Kur'ân’ın lafzen ve manen vahyedildiği ve Hz. Peygamber’in (s.a.s.) bu hususta herhangi bir müdahalede bulunamayacağı Kur'ân-ı Kerîm’de açıkça ortaya konulmuştur: “Onlara bir ayet getirmediğin zaman, ‘Sen bir tane yapsaydın ya’ derler. De ki: Ben ancak Rabbim tarafından bana vahyolunana uyarım. Bu Kitap inanan bir toplum için Rabbinizden hakikati gösteren deliller, hidayet rehberi ve rahmettir.” (el-A’râf, 7/203), “Ayetlerimiz onlara açık açık okununca, âhirette bizim huzurumuza çıkacaklarına inanmayanlar, ‘Bundan başka bir Kuran getir veya bunu değiştir’ dediler. De ki: Onu kendiliğimden değiştiremem, ben ancak, bana vahyolunana uyarım. Ben Rabbime karşı gelirsem, büyük günün azabına uğramaktan korkarım.” (Yunus, 10/15), “Böylece biz onu (Kur’an’ı) bir hüküm kaynağı olarak Arapça indirdik. Eğer sana bu ilim geldikten sonra onların arzularına uyarsan, andolsun ki Allah’ın cezasından seni koruyacak ne bir yardımcın ne de bir koruyucun olacaktır.” (er-Ra’d, 13/37), “Eğer Peygamber bize atfen bazı sözler uydurmuş olsaydı, elbette onu kıskıvrak yakalar, sonra onun can damarını koparırdık. Hiçbiriniz de buna mani olamazdınız.” (el-Hâkka, 69/44-47).

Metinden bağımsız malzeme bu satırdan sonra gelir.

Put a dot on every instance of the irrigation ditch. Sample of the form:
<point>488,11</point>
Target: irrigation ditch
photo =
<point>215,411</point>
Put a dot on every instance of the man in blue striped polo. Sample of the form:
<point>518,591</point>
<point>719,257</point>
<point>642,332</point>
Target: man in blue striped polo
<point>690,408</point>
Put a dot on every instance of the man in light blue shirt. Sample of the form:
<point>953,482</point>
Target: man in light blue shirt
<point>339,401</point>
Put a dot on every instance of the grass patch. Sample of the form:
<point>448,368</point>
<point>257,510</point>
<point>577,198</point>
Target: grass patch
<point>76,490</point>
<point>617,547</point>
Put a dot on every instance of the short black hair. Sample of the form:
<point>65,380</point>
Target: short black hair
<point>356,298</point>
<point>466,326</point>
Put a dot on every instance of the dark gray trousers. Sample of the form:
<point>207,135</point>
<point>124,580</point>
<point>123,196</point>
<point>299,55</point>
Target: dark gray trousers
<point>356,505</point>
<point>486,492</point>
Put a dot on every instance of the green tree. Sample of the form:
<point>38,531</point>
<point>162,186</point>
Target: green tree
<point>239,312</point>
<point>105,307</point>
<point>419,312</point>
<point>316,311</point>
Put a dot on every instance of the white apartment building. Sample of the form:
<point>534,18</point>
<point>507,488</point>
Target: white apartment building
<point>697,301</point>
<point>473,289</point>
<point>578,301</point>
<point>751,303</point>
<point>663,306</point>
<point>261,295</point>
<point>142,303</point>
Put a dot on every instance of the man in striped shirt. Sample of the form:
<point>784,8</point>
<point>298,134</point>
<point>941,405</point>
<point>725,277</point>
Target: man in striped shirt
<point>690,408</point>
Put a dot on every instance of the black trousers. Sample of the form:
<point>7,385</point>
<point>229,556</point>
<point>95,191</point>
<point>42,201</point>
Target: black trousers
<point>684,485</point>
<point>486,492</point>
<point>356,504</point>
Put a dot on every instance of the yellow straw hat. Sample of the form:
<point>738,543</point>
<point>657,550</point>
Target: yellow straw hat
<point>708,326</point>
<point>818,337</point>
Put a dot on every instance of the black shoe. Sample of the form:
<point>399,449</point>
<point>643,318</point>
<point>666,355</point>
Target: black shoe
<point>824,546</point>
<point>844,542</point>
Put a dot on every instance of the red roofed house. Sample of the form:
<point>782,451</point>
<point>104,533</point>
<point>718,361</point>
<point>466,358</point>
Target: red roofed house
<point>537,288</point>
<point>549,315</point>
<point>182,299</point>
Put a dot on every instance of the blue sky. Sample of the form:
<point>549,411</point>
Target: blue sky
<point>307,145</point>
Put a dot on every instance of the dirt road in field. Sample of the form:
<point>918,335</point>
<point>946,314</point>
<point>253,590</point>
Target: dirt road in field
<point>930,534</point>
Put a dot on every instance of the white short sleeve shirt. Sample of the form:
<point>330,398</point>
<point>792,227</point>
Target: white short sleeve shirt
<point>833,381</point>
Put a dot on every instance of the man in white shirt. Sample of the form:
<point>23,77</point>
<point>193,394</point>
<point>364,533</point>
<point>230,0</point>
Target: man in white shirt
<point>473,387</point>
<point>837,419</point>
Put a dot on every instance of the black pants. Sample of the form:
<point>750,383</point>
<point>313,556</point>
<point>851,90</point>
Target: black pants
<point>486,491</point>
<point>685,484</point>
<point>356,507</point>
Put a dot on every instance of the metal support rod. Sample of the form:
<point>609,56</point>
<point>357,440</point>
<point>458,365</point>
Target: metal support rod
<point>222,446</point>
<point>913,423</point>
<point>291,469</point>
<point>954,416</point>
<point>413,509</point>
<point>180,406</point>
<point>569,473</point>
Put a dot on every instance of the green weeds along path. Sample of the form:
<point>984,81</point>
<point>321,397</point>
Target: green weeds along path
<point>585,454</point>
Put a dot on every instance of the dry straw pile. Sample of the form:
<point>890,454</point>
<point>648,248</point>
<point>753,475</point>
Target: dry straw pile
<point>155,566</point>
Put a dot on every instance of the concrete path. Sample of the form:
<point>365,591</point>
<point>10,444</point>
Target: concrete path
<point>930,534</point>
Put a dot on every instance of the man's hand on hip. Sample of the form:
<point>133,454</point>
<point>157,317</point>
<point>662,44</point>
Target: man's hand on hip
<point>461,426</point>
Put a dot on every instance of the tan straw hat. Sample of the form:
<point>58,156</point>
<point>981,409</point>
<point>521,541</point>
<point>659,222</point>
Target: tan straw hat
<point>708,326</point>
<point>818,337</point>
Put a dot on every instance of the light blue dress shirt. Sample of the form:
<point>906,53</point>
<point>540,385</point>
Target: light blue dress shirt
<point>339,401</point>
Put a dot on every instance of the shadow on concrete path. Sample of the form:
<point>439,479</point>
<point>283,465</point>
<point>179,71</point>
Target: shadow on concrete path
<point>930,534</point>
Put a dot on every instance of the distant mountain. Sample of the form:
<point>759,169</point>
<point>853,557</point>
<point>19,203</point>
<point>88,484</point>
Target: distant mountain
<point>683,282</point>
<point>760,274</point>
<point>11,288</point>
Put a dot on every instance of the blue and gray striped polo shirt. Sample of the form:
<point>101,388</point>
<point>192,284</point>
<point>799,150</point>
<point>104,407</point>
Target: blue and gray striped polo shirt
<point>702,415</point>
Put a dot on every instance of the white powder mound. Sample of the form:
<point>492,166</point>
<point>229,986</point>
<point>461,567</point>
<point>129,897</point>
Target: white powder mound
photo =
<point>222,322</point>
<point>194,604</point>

Hiç kuşkusuz Kur'ân’ın özellikleri, onun hem Allah’ın vahyi hem de lafzı ve anlamı itibarıyla Hz. Peygamber’e verilmiş bir mucize olduğunu açıkça ortaya koymaktadır. Tüm bu özellikleriyle Kur'ân, bizzat Hz. Peygamber (s.a.s.) döneminde yazı ve ezber yoluyla hem sadırlarda hem satırlarda kayda geçirilerek daha sonraki kuşaklara, naklinde şüphe olmayacak şekilde tevâtüren ulaştırılmıştır.

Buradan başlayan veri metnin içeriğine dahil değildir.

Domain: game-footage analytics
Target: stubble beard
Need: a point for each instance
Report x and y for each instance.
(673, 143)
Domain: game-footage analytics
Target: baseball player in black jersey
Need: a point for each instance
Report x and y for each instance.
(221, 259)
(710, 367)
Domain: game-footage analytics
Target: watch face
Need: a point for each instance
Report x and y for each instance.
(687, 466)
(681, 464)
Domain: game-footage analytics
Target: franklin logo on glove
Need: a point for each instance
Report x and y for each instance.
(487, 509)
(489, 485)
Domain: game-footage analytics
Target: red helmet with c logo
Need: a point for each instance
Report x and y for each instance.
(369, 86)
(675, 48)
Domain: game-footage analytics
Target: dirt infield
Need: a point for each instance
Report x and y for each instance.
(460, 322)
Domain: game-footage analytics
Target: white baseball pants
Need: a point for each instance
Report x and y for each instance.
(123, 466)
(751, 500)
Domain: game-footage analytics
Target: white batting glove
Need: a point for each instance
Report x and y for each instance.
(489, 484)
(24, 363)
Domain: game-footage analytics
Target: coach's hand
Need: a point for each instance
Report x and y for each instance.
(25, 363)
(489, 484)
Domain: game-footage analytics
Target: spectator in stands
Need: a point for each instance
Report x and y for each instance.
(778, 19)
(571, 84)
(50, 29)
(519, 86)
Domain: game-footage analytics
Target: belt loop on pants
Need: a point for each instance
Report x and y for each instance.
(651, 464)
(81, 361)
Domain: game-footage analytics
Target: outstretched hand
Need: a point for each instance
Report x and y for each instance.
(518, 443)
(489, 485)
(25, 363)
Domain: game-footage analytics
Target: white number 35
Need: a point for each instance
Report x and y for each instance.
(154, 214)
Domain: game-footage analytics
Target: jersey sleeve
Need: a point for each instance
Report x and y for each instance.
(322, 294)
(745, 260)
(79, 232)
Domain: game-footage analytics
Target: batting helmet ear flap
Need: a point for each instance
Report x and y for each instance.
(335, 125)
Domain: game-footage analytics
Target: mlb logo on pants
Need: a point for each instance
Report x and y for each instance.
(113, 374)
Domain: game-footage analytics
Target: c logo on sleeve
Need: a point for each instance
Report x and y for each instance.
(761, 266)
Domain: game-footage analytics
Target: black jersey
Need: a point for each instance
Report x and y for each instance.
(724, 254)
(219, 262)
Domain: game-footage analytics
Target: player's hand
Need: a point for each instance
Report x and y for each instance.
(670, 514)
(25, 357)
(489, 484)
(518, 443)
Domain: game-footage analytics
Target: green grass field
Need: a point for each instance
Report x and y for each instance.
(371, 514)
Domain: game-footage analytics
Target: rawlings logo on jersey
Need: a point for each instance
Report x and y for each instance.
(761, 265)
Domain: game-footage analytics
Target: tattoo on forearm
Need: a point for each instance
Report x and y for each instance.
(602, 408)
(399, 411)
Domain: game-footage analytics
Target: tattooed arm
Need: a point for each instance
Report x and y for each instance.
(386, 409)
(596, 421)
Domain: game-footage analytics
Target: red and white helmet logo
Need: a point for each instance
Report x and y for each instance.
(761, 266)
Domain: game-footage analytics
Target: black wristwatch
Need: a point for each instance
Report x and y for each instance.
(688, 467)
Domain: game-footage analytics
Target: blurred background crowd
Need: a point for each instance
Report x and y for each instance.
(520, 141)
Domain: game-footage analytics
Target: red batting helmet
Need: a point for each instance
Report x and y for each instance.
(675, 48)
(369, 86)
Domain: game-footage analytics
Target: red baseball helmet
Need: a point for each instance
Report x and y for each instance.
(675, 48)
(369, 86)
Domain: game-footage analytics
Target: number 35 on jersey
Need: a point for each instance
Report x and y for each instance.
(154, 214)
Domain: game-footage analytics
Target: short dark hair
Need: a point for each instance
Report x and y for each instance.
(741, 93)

Sonuç olarak, Kur'ân-ı Kerîm’in âyetleri ve Hz. Peygamber’in (s.a.s.) açıklamaları Kur'ân’ın, Hz. Peygamber’e lafzı ve manasıyla Allah tarafından vahyedildiğini açıkça ortaya koymaktadır. Asr-ı saâdetten günümüze kadar İslâm ümmetinin kabulü de bu şekildedir.